Our family scattered around the house after church on Sunday morning. No one really had anything to do. Mom and Gary were watching TV. Dad was upstairs at his desk. Jeff and I were in the kitchen when he rifled through Mom’s wallet and grabbed four quarters. He stacked them on the edge of his elbow.
“Jeff, you’re not allowed to play quarters!”
“Yes, I am!”
“No, you’re not. Mom outlawed the game. I’m going to tell her.”
“Oh, yeah? How are you going to prove it?”
I looked at Jeff on one side of the kitchen. I saw Mom’s opened purse on the desk. It was closer to the door than Jeff was. No need to plan it ... I darted for the purse like Wile Coyote for an anvil. I ran out of the kitchen into the dining room – almost went right through the basement door, Jeff in hot pursuit six feet behind me – passed the dining room table, went around the stereophonic system, then into the living room right past the stone fireplace. Then I felt a tug on the back of my shirt. Jeff caught up with me and then it all went fuzzy.
I woke up crying in the bathroom, saw blood everywhere on my hands, on my face, and I had a terrible headache. I was sitting on the toilet and everyone stood around me, looking at my head.

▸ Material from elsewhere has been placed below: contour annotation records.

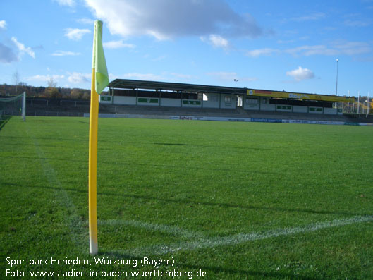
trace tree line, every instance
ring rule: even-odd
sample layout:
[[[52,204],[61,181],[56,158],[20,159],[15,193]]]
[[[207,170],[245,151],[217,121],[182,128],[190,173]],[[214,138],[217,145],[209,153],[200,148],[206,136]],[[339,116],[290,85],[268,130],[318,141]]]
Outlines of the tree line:
[[[0,96],[15,96],[26,92],[28,97],[44,98],[71,98],[89,100],[91,96],[90,90],[57,87],[53,80],[47,87],[33,87],[25,83],[17,85],[0,85]]]

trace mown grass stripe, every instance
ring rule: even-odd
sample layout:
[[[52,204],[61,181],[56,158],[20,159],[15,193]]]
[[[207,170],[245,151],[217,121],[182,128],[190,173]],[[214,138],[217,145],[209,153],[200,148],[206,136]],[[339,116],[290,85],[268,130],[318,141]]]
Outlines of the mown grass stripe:
[[[188,231],[186,229],[181,229],[178,226],[147,223],[135,220],[111,219],[106,221],[99,221],[99,224],[110,226],[129,226],[136,228],[145,229],[150,231],[158,231],[161,233],[171,233],[185,238],[200,238],[204,237],[204,235],[202,233],[198,231]]]
[[[80,218],[75,205],[57,178],[54,169],[49,164],[49,160],[45,156],[39,141],[30,133],[28,127],[26,129],[26,133],[34,142],[37,154],[50,186],[58,188],[58,190],[54,190],[54,195],[56,197],[57,202],[66,211],[64,218],[66,225],[71,230],[71,240],[75,246],[81,248],[81,250],[85,250],[85,247],[87,247],[86,250],[87,250],[88,231],[85,230],[85,223]]]

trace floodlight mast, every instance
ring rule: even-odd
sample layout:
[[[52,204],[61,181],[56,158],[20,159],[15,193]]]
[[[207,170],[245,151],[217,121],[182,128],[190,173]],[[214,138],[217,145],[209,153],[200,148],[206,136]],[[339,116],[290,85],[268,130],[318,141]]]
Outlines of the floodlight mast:
[[[338,96],[338,61],[339,61],[339,59],[337,59],[337,78],[336,80],[336,95]]]

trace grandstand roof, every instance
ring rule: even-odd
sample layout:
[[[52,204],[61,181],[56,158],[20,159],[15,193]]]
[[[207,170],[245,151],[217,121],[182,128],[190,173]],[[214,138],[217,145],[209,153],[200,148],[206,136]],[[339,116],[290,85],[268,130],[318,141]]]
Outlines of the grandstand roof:
[[[353,97],[336,95],[315,95],[310,93],[289,92],[285,91],[271,91],[265,90],[249,89],[247,87],[221,87],[218,85],[202,85],[181,83],[154,82],[150,80],[116,79],[109,83],[111,88],[142,89],[154,90],[167,90],[178,92],[219,93],[225,95],[243,95],[252,96],[265,96],[269,97],[297,99],[305,100],[318,100],[331,102],[353,102]]]
[[[246,88],[221,87],[216,85],[202,85],[181,83],[154,82],[149,80],[116,79],[109,84],[109,87],[123,89],[143,89],[169,90],[194,93],[223,93],[229,95],[246,95]]]

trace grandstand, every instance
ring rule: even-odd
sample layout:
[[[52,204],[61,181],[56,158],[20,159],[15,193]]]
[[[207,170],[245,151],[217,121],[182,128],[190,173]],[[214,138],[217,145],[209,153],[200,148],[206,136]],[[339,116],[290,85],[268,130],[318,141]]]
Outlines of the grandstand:
[[[373,123],[372,115],[366,117],[361,114],[364,110],[360,114],[342,111],[342,105],[349,102],[351,106],[356,103],[353,97],[121,79],[111,81],[109,86],[109,95],[99,99],[102,116],[172,118],[178,116],[182,118]],[[90,107],[90,101],[71,99],[27,97],[26,103],[27,116],[85,116]],[[18,109],[14,110],[4,114],[19,114]]]

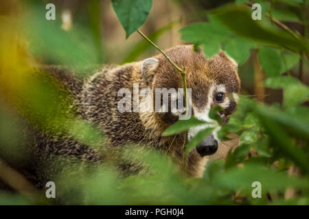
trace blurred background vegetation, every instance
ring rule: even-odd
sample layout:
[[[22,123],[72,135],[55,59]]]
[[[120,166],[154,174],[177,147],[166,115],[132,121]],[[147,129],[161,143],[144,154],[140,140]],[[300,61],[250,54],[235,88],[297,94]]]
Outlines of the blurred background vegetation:
[[[48,3],[56,5],[56,21],[45,19]],[[262,5],[261,21],[251,19],[254,3]],[[113,167],[69,175],[56,183],[62,203],[308,205],[308,7],[302,0],[153,1],[141,29],[161,49],[193,43],[207,57],[222,49],[239,63],[239,107],[220,133],[222,140],[236,134],[238,147],[209,162],[203,179],[184,177],[157,151],[139,152],[149,176],[123,179]],[[19,170],[29,159],[21,117],[102,146],[99,130],[61,113],[67,94],[48,77],[34,79],[29,69],[60,64],[83,78],[90,66],[158,53],[136,32],[126,38],[117,14],[109,0],[0,2],[0,204],[57,203]],[[262,198],[251,196],[255,181]]]

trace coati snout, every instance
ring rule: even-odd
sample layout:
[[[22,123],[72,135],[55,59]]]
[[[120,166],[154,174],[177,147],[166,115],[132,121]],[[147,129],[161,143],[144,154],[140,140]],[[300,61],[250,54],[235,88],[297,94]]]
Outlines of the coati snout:
[[[196,151],[203,157],[214,154],[218,150],[218,140],[213,134],[204,139],[202,143],[196,147]]]

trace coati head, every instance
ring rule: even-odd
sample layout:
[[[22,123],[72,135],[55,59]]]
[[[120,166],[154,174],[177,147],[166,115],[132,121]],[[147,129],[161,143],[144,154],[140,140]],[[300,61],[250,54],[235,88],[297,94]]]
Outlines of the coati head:
[[[192,88],[192,97],[189,101],[192,116],[209,122],[211,107],[220,105],[224,110],[220,113],[220,116],[222,121],[227,123],[229,116],[236,108],[237,94],[240,90],[237,63],[223,51],[207,59],[201,51],[194,51],[192,45],[172,48],[166,51],[166,54],[177,66],[185,69],[187,87]],[[145,83],[153,93],[156,88],[174,88],[177,90],[183,88],[181,73],[163,55],[145,60],[142,63],[141,73]],[[169,95],[170,103],[171,98]],[[183,99],[177,101],[181,102]],[[168,112],[154,113],[154,119],[157,124],[161,124],[163,131],[179,119],[179,114],[171,112],[169,104]],[[188,139],[190,140],[207,125],[188,130]],[[203,157],[214,153],[217,149],[218,140],[216,133],[214,131],[202,142],[196,151]]]

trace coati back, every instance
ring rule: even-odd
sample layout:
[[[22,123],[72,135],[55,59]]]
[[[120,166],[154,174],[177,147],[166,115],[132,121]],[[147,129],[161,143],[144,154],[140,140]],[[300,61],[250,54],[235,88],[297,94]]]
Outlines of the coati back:
[[[166,53],[179,66],[186,70],[187,88],[192,89],[190,101],[192,116],[209,121],[210,108],[218,105],[225,110],[220,116],[227,122],[237,105],[237,93],[240,86],[237,64],[223,52],[207,59],[201,51],[193,51],[191,45],[178,46],[168,50]],[[84,79],[74,77],[73,73],[64,68],[46,67],[45,70],[49,72],[51,77],[69,93],[72,99],[69,108],[74,109],[72,110],[75,116],[98,127],[107,137],[106,144],[112,148],[131,144],[148,145],[165,151],[182,164],[184,133],[161,135],[179,119],[178,114],[170,110],[120,112],[118,110],[118,103],[123,98],[119,96],[118,91],[126,88],[133,94],[134,83],[138,83],[140,89],[149,88],[153,92],[156,88],[183,88],[181,74],[163,55],[124,66],[104,66],[93,70],[94,74]],[[144,97],[139,96],[139,103],[144,101]],[[133,101],[131,103],[133,106]],[[207,125],[190,129],[188,139],[205,127]],[[67,134],[42,131],[35,128],[32,129],[32,170],[38,186],[52,181],[62,171],[57,168],[58,164],[54,162],[59,156],[65,159],[79,159],[100,166],[105,159],[115,155],[101,153]],[[216,151],[216,138],[214,132],[198,149],[189,153],[186,159],[188,175],[201,176],[207,155]],[[54,164],[54,169],[45,168],[44,164],[47,162]],[[131,168],[126,164],[119,164],[124,172],[130,171]]]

Mom held a white – no, a red – towel on my head. “Looks like a deep cut in the head. He’ll have to get stitches. Jeff, how’d this happen?”

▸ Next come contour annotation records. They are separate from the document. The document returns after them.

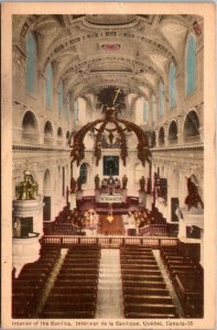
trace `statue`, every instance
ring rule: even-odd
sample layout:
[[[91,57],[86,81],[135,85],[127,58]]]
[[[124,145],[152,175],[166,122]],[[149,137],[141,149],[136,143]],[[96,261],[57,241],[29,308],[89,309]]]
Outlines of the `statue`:
[[[77,178],[77,190],[82,190],[82,185],[83,185],[82,177],[78,176],[78,178]]]
[[[96,166],[99,165],[99,161],[101,160],[101,143],[98,142],[95,147],[95,157],[96,157]]]
[[[18,200],[36,199],[39,185],[34,180],[32,174],[26,168],[24,172],[24,180],[17,185],[15,195]]]
[[[75,194],[76,190],[76,180],[74,177],[70,178],[70,194]]]
[[[128,185],[128,178],[124,174],[123,177],[122,177],[122,189],[127,189],[127,185]]]
[[[140,189],[141,189],[141,191],[144,191],[144,185],[145,185],[145,179],[142,176],[141,179],[140,179]]]
[[[185,198],[185,204],[188,208],[188,211],[191,210],[192,207],[198,208],[198,204],[200,204],[202,208],[204,208],[204,204],[203,204],[202,198],[198,194],[198,188],[192,182],[191,177],[188,177],[186,179],[187,179],[188,195]]]
[[[95,176],[95,188],[96,189],[99,189],[99,185],[100,185],[100,178],[99,178],[99,175],[97,174]]]

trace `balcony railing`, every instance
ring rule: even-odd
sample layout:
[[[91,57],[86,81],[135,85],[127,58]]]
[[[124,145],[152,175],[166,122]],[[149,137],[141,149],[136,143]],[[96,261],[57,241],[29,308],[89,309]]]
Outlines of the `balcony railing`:
[[[119,248],[122,244],[143,245],[151,248],[176,246],[178,239],[167,237],[76,237],[76,235],[44,235],[42,244],[70,248],[73,245],[98,244],[101,248]]]

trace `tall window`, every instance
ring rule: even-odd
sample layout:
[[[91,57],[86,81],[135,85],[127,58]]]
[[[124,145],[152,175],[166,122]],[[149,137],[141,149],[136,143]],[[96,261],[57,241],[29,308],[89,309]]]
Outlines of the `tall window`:
[[[58,84],[58,118],[62,117],[63,112],[63,81]]]
[[[151,123],[154,123],[155,121],[155,97],[152,95],[151,98]]]
[[[171,63],[169,74],[169,101],[171,108],[175,107],[175,66]]]
[[[162,81],[159,82],[159,117],[163,116],[163,105],[164,103],[164,95],[163,95],[163,84]]]
[[[35,73],[36,73],[36,45],[34,36],[30,33],[26,37],[26,70],[25,84],[31,94],[35,92]]]
[[[148,109],[147,109],[147,101],[143,100],[143,122],[147,122],[147,117],[148,117],[147,111],[148,111]]]
[[[75,103],[74,103],[75,120],[78,120],[78,112],[79,112],[78,100],[76,100]]]
[[[87,163],[80,165],[80,182],[82,184],[87,183]]]
[[[66,99],[66,121],[69,122],[69,112],[70,112],[70,95],[68,92],[67,99]]]
[[[189,95],[195,89],[196,82],[196,43],[193,34],[187,41],[186,51],[186,95]]]
[[[52,106],[53,95],[53,70],[51,63],[46,66],[46,106]]]

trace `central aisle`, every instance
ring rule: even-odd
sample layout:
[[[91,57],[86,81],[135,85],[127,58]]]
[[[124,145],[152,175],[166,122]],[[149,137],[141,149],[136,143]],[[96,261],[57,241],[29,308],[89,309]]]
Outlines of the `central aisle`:
[[[124,318],[119,249],[101,249],[96,318]]]

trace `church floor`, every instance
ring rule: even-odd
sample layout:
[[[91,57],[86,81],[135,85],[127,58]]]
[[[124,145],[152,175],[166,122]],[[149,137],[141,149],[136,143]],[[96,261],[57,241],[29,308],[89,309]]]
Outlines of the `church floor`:
[[[96,318],[124,318],[120,250],[101,249]]]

“Well, Jimmy was running around the house. He shouldn’t have been!”
“Allen, let’s get Jimmy to Columbia Hospital. This needs to be stitched up right away or he’ll bleed to death. I’ll get to the bottom of this when we get home.”
Mom got to the bottom of it, all right. She always got to the bottom of everything. Hercule Poirot, Miss Marple, Columbo, Jack Friday – they had nothing on Mom. For his punishment, Jeff had to play a game of “Landslide” with me after we got home from the hospital.